The real value of chemical intermediates like 5-bromooxazolo[5,4-b]pyridine often appears in the collective memory of research groups. Each successful sequence, unexpected impurity, or tricky crystallization builds the practical wisdom that keeps science moving. Increasing numbers of labs now share findings, positive and negative, through open-access journals and online platforms. This diffusion of know-how—optimized conditions for cross-couplings, best storage practices, ways to spot problematic batches—shifts the field beyond secrets and into communal progress.
Community data-sharing, preprints, and method notes help newcomers avoid well-worn traps and let experienced researchers test boundaries. Problems get solved faster when nobody has to repeat the same mistakes. Clear protocols, posted spectra, and troubleshooting guides empower smaller or less-resourced teams to contribute meaningfully to a global research effort.

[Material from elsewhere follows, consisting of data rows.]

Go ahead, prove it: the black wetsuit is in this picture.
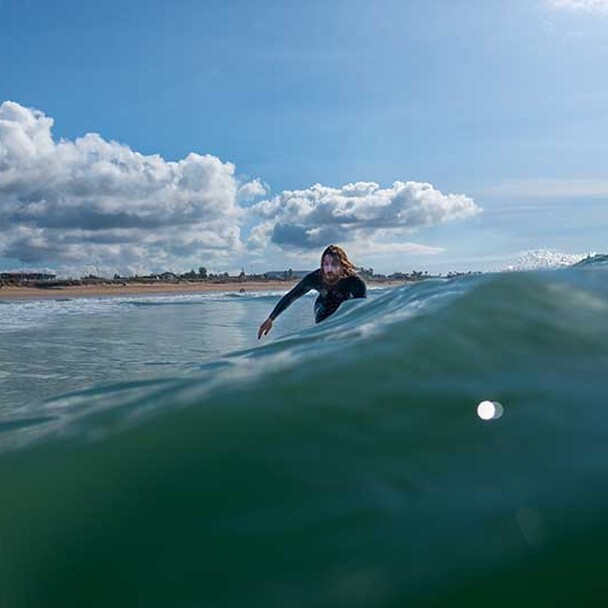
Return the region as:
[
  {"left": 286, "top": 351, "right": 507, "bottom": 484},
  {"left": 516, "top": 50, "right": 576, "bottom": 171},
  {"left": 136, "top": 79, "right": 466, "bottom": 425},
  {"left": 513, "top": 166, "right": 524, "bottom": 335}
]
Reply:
[{"left": 270, "top": 268, "right": 367, "bottom": 323}]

Chemistry never sits still. Automation, robotics, and machine learning accelerate the hunt for new reactions and streamline routine manipulations. In some forward-looking labs, researchers have built integrated reaction platforms that screen dozens or hundreds of reactions overnight. 5-bromooxazolo[5,4-b]pyridine and similar intermediates show up regularly in reaction-learning datasets, helping models suggest better synthetic routes or spot the best partners for a given transformation.

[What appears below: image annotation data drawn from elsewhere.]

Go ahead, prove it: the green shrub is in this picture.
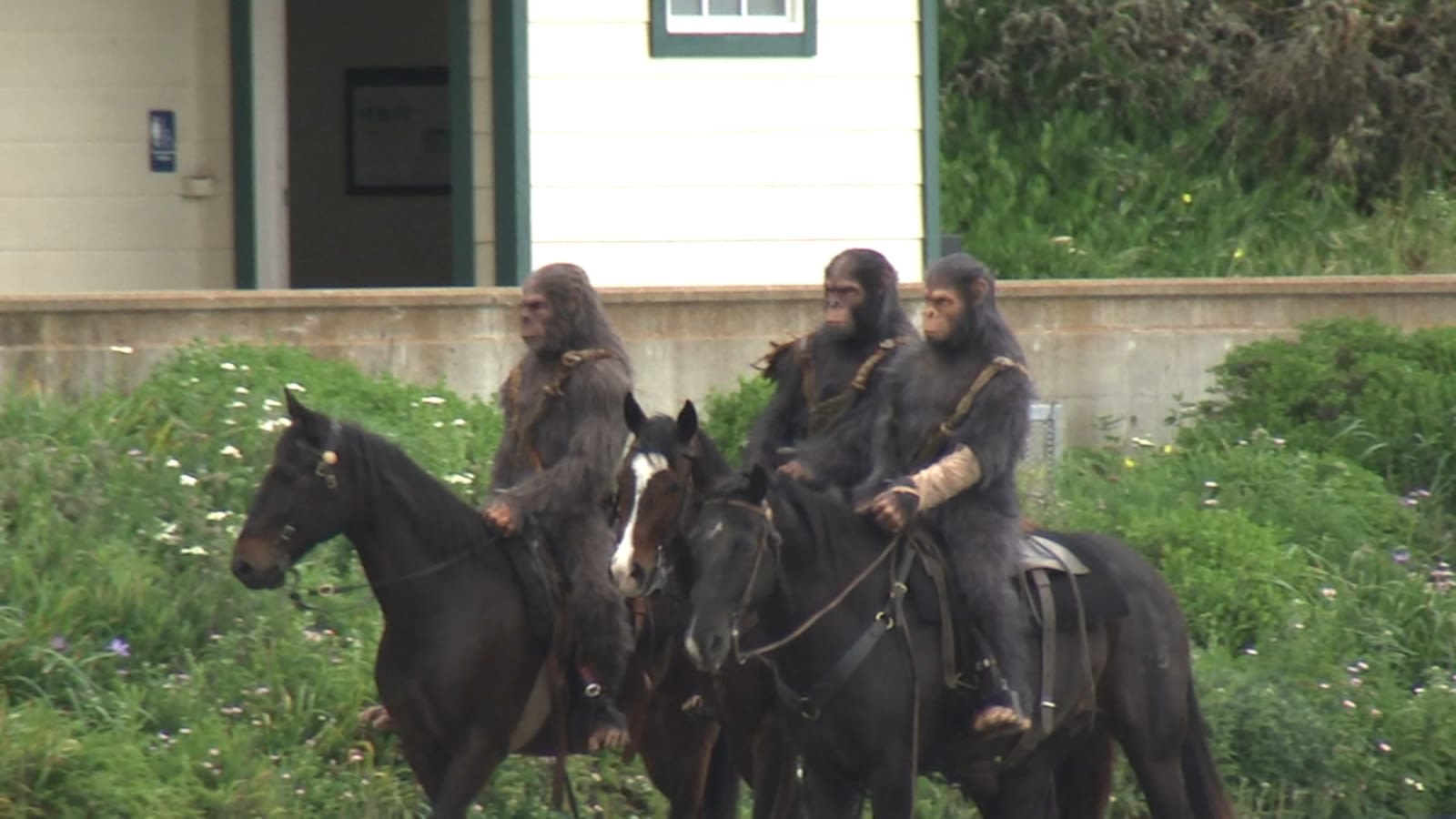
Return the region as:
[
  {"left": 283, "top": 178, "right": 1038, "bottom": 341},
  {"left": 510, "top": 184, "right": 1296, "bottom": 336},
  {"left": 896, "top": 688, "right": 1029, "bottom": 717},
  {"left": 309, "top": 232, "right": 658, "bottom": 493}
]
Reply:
[
  {"left": 1187, "top": 318, "right": 1456, "bottom": 510},
  {"left": 939, "top": 0, "right": 1456, "bottom": 278}
]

Whether by automating purification or deploying neural nets for retrosynthetic planning, the trend points to greater efficiency and lower rates of human error. I’ve seen groups submit reaction logs to open repositories, letting other teams benefit from both positive results and failed reactions. The adoption of high-throughput and AI-designed workflows sustains advances in ligand discovery, diverse analogue preparation, and better understanding of heterocycle behavior. By picking robust, well-characterized intermediates, labs ensure reliable feeding material for algorithms and robots alike.
Synthetic complexity is only as strong as the tools available. The structure of 5-bromooxazolo[5,4-b]pyridine means a single batch can seed dozens of unique analog lists. By strategically installing various groups onto its framework, chemists generate libraries set up for screening against enzymes, receptors, or novel materials applications. Having a bromo handle at a defined point translates into confidence: no need to reoptimize every reaction or second-guess compatibility with standard catalysts.

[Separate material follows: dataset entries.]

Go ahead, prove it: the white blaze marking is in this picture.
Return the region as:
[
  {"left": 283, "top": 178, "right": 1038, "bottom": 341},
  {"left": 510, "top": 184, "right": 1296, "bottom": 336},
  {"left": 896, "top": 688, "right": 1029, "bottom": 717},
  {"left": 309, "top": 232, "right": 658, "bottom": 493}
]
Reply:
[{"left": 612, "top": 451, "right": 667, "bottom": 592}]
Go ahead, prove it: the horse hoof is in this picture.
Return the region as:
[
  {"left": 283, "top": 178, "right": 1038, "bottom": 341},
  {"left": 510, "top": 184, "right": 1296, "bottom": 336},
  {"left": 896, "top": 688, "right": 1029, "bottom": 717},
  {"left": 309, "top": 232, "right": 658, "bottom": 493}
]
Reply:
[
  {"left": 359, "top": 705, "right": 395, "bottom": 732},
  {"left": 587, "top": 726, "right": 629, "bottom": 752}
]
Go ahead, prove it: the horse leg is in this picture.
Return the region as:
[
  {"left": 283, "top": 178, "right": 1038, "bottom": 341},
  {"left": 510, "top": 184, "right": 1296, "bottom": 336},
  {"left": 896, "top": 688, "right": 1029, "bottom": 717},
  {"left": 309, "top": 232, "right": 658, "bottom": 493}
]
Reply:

Across therapeutic discovery, crop science, and molecular electronics, the utility of this intermediate lies in both the familiar and the unexpected. Projects that used to take weeks—building new scaffolds, purifying and characterizing each—can now close the loop in days given access to such reliable reagents. Its utility doesn’t fade with trends; in fact, as more collaborative databases and automated platforms emerge, the chemotype grows in importance as a trusted stepping stone for cutting-edge synthesis.
Every lab project comes with a mix of routine and surprise. 5-bromooxazolo[5,4-b]pyridine isn’t just another reagent in the catalog; it links practicality with scientific ambition. Whether solving synthetic puzzles, cranking out diverse molecules, or plugging into automated reactors, its structure and reactivity build a bridge between old-school bench skills and emerging tech. Real progress comes not from any one tool alone, but from knowing how to pick, handle, and apply a chemical in the service of discovery.
Open science, careful sourcing, and innovative chemistry make all the difference. Each researcher’s experience—whether with success, setback, or fresh insight—shapes the next step and lifts the standards for everyone working to move chemistry, and the many fields it influences, ahead.